Solved

Cannot change folder permissions on 2008 Domain controller

Posted on 2011-02-14
6
1,215 Views
Last Modified: 2012-05-11
Having an issue with a new 2008 Server Standard installation. Domain controller. Added the server to the existing domain successfully and it is working fine for the most part. Users can access the file share just fine. DNS and Active Directory appear to be happy.

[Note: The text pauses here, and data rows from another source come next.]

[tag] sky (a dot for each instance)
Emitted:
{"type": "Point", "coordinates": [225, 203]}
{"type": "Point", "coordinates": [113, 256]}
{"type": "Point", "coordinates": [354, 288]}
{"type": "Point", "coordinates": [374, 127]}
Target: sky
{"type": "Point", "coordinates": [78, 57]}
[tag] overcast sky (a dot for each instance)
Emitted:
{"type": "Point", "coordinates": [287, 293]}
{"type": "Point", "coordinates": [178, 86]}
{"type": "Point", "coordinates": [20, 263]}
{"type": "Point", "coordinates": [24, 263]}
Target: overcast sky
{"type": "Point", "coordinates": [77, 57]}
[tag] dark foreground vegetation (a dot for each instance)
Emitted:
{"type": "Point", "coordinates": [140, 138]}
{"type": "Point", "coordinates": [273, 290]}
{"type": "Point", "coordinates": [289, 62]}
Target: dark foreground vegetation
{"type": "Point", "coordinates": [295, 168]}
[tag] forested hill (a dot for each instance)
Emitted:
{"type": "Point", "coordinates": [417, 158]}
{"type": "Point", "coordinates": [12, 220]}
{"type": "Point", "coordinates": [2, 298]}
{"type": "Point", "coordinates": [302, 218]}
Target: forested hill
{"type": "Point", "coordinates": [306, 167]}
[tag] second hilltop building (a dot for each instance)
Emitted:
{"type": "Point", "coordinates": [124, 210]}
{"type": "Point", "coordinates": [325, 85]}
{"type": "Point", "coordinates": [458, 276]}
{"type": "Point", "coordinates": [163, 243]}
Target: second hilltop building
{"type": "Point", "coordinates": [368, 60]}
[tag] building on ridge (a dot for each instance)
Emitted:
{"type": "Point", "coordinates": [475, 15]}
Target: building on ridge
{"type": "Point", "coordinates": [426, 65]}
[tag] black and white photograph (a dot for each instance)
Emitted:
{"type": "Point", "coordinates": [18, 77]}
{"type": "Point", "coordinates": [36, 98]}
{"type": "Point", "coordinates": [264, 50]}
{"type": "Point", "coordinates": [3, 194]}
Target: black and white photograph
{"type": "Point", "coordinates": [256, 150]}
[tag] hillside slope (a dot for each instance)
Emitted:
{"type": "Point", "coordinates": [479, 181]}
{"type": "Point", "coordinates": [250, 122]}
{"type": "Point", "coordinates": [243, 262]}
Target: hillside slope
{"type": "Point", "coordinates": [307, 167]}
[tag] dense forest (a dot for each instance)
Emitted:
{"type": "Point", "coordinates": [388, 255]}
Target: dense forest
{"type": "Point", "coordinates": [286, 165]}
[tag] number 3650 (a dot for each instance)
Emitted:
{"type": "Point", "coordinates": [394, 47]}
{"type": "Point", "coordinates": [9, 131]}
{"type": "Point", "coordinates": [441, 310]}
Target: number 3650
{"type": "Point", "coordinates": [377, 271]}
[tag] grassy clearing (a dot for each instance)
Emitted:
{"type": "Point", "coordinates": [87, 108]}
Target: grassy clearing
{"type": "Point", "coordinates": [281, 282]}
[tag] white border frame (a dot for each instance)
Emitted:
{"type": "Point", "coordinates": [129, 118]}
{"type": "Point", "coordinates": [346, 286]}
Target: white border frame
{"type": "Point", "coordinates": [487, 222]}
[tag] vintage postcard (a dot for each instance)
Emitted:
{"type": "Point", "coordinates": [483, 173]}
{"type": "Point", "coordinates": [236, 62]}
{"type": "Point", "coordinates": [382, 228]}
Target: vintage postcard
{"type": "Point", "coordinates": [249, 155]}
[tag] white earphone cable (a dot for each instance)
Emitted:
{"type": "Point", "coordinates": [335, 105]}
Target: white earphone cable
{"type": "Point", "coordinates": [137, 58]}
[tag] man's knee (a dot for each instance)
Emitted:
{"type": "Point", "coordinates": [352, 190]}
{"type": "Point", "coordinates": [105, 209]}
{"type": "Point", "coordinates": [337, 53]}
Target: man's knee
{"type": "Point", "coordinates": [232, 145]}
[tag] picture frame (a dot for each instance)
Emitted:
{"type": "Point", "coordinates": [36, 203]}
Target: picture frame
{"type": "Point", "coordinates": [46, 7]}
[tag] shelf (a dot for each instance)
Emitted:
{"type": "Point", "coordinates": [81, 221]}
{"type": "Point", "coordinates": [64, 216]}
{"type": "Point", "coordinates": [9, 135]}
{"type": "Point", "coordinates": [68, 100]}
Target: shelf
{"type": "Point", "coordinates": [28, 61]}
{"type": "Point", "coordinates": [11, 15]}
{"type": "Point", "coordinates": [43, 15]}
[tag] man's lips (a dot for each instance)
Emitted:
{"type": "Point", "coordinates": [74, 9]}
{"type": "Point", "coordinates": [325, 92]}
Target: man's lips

The problem is when attempting to change security permissions of a shared folder (add/remove users) on the server, I'm prompted with a user-name and password box with the instructions "Enter the name and password of an account with permissions for "server-name". I'm already logged in as domain\administrator. There is also a log generated with error4625 with a Null SID. It seems like the computer is not allowing the domain\administrator account permission to make changes. I can however browse the network from another DC and make changes to the share security from there (as domain\administrator). Another clue is that on the problem server if I browse the network to itself and then try to open the share folders I get the same user-name and password prompt. I can however see the share and access the share from any other server or workstation on the network. We installed two of these servers, the other one is fine.

I'm thinking I may dis-join and rejoin the computer to the Domain. What do you guys think? Let me know if yo need further details. Thanks!
0
Comment
Question by:stankfunk
[X]
Welcome to Experts Exchange

Add your voice to the tech community where 5M+ people just like you are talking about what matters.

  • Help others & share knowledge
  • Earn cash & points
  • Learn & ask questions
  • 3
  • 3
6 Comments
 
LVL 59

Accepted Solution

by:
Darius Ghassem earned 500 total points
ID: 34893530
Most like your DC has lost trust relationship with other DCs. Run dcdiag post results.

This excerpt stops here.